Intro to Word XML Part 2: Simple Formatting

If you read Part 1 of the Word XML Introduction, you saw the basics behind a Word document, as well as how basic formatting can be applied. The Word XML schemas were designed to closely map the structures that Word uses internally to represent a document. A Word document is essentially a collection of text runs. Each text run has a collection of properties that describe how that text should be displayed. Often times a text run can be very long, and is broken out only when the paragraph ends. If there is a bunch of text, and at some point the formatting changes, then the text run will need to be broken to account for that formatting. The reason for this is that Word doesn't apply formatting in a cascading way as is done in HTML. In Word, for the most part the formatting that is applied to text either comes from properties assigned to the paragraph, or to the text directly.

Let's take an example to try to make this clear. As we saw in Part 1 of the Word XML Introduction, simple text like this: "My name is Brian Jones" would look like this in WordprocessingML:

<w:p>
<w:r>
<w:t>My name is Brian Jones</w:t>
</w:r>
</w:p>

I also showed how you could apply bold formatting to that entire run of text. What if we just wanted to apply bold formatting to a couple words though, so that it looked like this: "My name is Brian Jones". This is where you'll see differences between Word XML and HTML. In HTML, there would just be a <b> tag thrown around the text "name is". In Word, by applying that formatting, we've now created three separate runs of text. The HTML for this will look like [edit: "HTML" should have been "WordprocessingML"] :

<w:p>
<w:r>
<w:t>My</w:t>
</w:r>
<w:r>
<w:rPr>
<w:b/>
</w:rPr>

<w:t>name is</w:t>
</w:r>
<w:r>
<w:t>Brian Jones</w:t>
</w:r>
</w:p>

Go ahead and try this opening this in Word. Make sure you also include the wordDocument and body tags like we used in Part 1 of the Word XML Introduction.

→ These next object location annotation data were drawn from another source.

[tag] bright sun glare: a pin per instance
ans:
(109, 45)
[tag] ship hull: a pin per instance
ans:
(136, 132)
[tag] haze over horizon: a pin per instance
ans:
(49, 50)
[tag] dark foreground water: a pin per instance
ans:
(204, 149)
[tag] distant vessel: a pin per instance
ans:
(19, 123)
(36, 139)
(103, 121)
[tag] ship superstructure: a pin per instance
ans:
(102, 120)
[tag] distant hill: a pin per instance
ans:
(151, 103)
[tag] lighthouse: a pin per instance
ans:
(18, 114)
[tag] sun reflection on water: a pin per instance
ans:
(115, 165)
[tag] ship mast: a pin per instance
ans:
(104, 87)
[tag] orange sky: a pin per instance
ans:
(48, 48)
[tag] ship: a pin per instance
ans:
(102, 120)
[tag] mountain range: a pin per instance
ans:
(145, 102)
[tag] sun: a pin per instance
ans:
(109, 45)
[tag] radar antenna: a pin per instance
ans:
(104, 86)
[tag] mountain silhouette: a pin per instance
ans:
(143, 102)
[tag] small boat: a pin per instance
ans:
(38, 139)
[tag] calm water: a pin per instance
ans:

Did you notice any problems when you opened that file in Word? If you look closely (or maybe you see it clearly), there are no spaces between the runs, so the text looks like this: "Myname isBrian Jones". We just need to add some trailing whitespace to the first two runs, and also specify that the XML parser should preserve our whitespace. Update the XML so that it looks like this:

<w:p>
<w:r>
<w:t xml:space="preserve" >My </w:t>
</w:r>
<w:r>
<w:rPr>
<w:b/>
</w:rPr>
<w:t xml:space="preserve" >name is </w:t>
</w:r>
<w:r>
<w:t>Brian Jones</w:t>
</w:r>
</w:p>

You can specify to preserve space on the specific runs where it matters, or you can just declare it globally. It's up to you.

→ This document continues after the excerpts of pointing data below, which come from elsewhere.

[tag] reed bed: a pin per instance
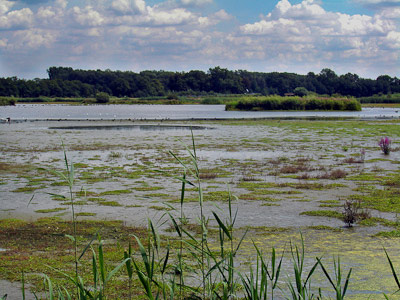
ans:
(294, 103)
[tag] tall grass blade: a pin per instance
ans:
(23, 284)
(393, 270)
(222, 226)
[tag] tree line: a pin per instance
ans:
(69, 82)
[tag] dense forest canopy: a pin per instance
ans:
(68, 82)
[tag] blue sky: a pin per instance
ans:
(356, 36)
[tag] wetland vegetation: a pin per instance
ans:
(289, 176)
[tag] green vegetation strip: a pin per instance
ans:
(294, 103)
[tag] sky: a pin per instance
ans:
(299, 36)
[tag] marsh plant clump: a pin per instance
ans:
(353, 212)
(385, 145)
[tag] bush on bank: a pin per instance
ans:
(294, 103)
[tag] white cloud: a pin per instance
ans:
(5, 6)
(87, 16)
(33, 39)
(16, 19)
(129, 6)
(177, 33)
(196, 2)
(377, 3)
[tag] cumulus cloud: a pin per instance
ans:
(182, 33)
(16, 19)
(378, 4)
(87, 16)
(129, 6)
(196, 2)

That's how you apply formatting directly to text. Another way of applying formatting is by creating a style and referencing that style from the paragraph or from the run of text. Let's create a paragraph style that has red font coloring, and we'll then reference that style from the paragraph by updating the paragraph properties:

<w:wordDocument xmlns:w="https://schemas.microsoft.com/office/word/2003/wordml">
<w:styles>
<w:style w:type="paragraph" w:styleId="myCustomStyle">
<w:name w:val="myCustomStyle" />
<w:rPr>
<w:color w:val="FF0000" />
</w:rPr>
</w:style>

</w:styles>
<w:body>
<w:p>
<w:pPr>
<w:pStyle w:val="myCustomStyle" />
</w:pPr>

<w:r>
<w:t xml:space="preserve">My </w:t>
</w:r>
<w:r>
<w:rPr>
<w:b/>
</w:rPr>
<w:t xml:space="preserve">name is </w:t>
</w:r>
<w:r>
<w:t>Brian Jones</w:t>
</w:r>
</w:p>
</w:body>
</w:wordDocument>

Now if you open that file up in Word, you should see the following: "My name is Brian Jones". We're moving in baby steps here folks...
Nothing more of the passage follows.